Once this is configured, save the file and reload the driver.
$ sudo modprobe -r mlx4_en mlx4_ib
$ sudo modprobe mlx4_en
You should now see the devices listed in ip link
:
$ ip link
1: lo: <LOOPBACK,UP,LOWER_UP> mtu 65536 qdisc noqueue state UNKNOWN mode DEFAULT group default qlen 1
link/loopback 00:00:00:00:00:00 brd 00:00:00:00:00:00
2: enp5s0: <BROADCAST,MULTICAST,UP,LOWER_UP> mtu 1500 qdisc mq state UP mode DEFAULT group default qlen 1000
link/ether 0c:c4:7a:d8:bd:72 brd ff:ff:ff:ff:ff:ff
3: enp6s0: <BROADCAST,MULTICAST> mtu 1500 qdisc noop state DOWN mode DEFAULT group default qlen 1000
link/ether 0c:c4:7a:d8:bd:73 brd ff:ff:ff:ff:ff:ff
6: enp2s0: <BROADCAST,MULTICAST> mtu 1500 qdisc noop portid e41d2d03004c47c0 state DOWN mode DEFAULT group default qlen 1000
link/ether e4:1d:2d:4c:47:c0 brd ff:ff:ff:ff:ff:ff
vf 0 MAC 00:00:00:00:00:00, vlan 4095, spoof checking off, link-state auto
vf 1 MAC 00:00:00:00:00:00, vlan 4095, spoof checking off, link-state auto
vf 2 MAC 00:00:00:00:00:00, vlan 4095, spoof checking off, link-state auto
vf 3 MAC 00:00:00:00:00:00, vlan 4095, spoof checking off, link-state auto
vf 4 MAC 00:00:00:00:00:00, vlan 4095, spoof checking off, link-state auto
vf 5 MAC 00:00:00:00:00:00, vlan 4095, spoof checking off, link-state auto
vf 6 MAC 00:00:00:00:00:00, vlan 4095, spoof checking off, link-state auto
vf 7 MAC 00:00:00:00:00:00, vlan 4095, spoof checking off, link-state auto
7: enp2s0d1: <BROADCAST,MULTICAST> mtu 1500 qdisc noop portid e41d2d03004c47c1 state DOWN mode DEFAULT group default qlen 1000
link/ether e4:1d:2d:4c:47:c1 brd ff:ff:ff:ff:ff:ff
vf 0 MAC 00:00:00:00:00:00, vlan 4095, spoof checking off, link-state auto
vf 1 MAC 00:00:00:00:00:00, vlan 4095, spoof checking off, link-state auto
vf 2 MAC 00:00:00:00:00:00, vlan 4095, spoof checking off, link-state auto
vf 3 MAC 00:00:00:00:00:00, vlan 4095, spoof checking off, link-state auto
vf 4 MAC 00:00:00:00:00:00, vlan 4095, spoof checking off, link-state auto
vf 5 MAC 00:00:00:00:00:00, vlan 4095, spoof checking off, link-state auto
vf 6 MAC 00:00:00:00:00:00, vlan 4095, spoof checking off, link-state auto
vf 7 MAC 00:00:00:00:00:00, vlan 4095, spoof checking off, link-state auto
8: enp2s0f1: <BROADCAST,MULTICAST> mtu 1500 qdisc noop portid e41d2d03004c47c0 state DOWN mode DEFAULT group default qlen 1000
link/ether ce:c9:04:d2:00:a4 brd ff:ff:ff:ff:ff:ff
9: enp2s0f1d1: <BROADCAST,MULTICAST> mtu 1500 qdisc noop portid e41d2d03004c47c1 state DOWN mode DEFAULT group default qlen 1000
link/ether ce:20:d7:8b:38:6c brd ff:ff:ff:ff:ff:ff
10: enp2s0f2: <BROADCAST,MULTICAST> mtu 1500 qdisc noop portid e41d2d03004c47c0 state DOWN mode DEFAULT group default qlen 1000
link/ether fe:a0:dc:21:1f:4c brd ff:ff:ff:ff:ff:ff
11: enp2s0f2d1: <BROADCAST,MULTICAST> mtu 1500 qdisc noop portid e41d2d03004c47c1 state DOWN mode DEFAULT group default qlen 1000
link/ether 46:a5:f9:9c:ee:27 brd ff:ff:ff:ff:ff:ff
....
Next steps
Now that everything is configured, it’s time to start using it.
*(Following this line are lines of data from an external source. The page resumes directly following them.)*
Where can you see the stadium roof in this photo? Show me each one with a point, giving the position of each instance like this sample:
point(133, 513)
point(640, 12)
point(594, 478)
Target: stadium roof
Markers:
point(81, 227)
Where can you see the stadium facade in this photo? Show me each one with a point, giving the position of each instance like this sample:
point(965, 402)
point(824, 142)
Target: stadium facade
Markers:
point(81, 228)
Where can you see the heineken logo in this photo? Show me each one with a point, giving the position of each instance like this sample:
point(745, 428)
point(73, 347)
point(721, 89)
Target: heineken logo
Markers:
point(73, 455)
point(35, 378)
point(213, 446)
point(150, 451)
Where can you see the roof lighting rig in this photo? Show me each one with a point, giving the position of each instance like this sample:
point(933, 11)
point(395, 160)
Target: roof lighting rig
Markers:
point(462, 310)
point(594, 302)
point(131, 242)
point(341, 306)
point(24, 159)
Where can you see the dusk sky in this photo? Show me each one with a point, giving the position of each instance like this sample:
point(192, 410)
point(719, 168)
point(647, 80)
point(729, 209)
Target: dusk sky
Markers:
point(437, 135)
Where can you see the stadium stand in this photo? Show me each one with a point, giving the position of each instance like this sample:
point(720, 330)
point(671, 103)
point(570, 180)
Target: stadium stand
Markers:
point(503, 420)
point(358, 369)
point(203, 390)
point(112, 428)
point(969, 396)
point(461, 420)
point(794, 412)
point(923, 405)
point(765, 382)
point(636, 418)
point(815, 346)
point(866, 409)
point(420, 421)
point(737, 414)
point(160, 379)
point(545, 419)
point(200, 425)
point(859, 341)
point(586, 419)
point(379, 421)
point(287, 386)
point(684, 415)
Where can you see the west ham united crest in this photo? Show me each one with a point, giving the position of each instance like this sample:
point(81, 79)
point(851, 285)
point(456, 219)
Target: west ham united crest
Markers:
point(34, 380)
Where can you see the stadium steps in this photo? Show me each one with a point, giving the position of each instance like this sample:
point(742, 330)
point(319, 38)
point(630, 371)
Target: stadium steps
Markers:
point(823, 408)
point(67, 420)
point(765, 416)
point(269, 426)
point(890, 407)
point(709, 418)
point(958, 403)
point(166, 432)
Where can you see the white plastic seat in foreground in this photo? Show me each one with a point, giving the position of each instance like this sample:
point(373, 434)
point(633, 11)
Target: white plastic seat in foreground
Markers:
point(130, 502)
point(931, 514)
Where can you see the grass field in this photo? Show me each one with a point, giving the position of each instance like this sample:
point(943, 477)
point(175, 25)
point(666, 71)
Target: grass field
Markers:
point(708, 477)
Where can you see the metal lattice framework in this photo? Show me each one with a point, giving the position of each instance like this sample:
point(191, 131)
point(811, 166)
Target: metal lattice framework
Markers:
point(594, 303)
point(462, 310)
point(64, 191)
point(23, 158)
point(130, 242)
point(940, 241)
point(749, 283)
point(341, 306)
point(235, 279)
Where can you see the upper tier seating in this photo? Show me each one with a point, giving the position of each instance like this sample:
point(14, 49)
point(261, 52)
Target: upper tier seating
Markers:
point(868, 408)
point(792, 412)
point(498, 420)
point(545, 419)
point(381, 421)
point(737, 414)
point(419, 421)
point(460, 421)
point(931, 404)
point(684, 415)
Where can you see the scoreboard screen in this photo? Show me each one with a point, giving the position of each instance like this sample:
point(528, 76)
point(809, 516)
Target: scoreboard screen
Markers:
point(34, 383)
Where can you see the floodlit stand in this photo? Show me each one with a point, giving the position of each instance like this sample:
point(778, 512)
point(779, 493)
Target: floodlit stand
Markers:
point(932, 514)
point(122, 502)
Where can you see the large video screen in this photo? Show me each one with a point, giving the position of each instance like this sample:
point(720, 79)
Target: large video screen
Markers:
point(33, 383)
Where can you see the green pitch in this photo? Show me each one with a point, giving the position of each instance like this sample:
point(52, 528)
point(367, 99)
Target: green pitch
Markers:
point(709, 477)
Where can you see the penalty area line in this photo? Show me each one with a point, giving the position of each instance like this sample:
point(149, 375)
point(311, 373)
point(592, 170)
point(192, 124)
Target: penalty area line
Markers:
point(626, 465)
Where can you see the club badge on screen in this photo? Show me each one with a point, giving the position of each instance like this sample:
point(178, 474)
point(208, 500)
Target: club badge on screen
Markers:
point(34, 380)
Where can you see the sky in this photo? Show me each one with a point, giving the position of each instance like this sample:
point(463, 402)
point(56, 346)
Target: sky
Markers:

I dove straight
in with OpenStack. Feel free to use the local.conf
I used to
deploy this with DevStack. The neutron SR-IOV docs are probably worth a look
too. These are based on the Rocky release (August 2018) so they probably won’t
age well, but they are a starting point.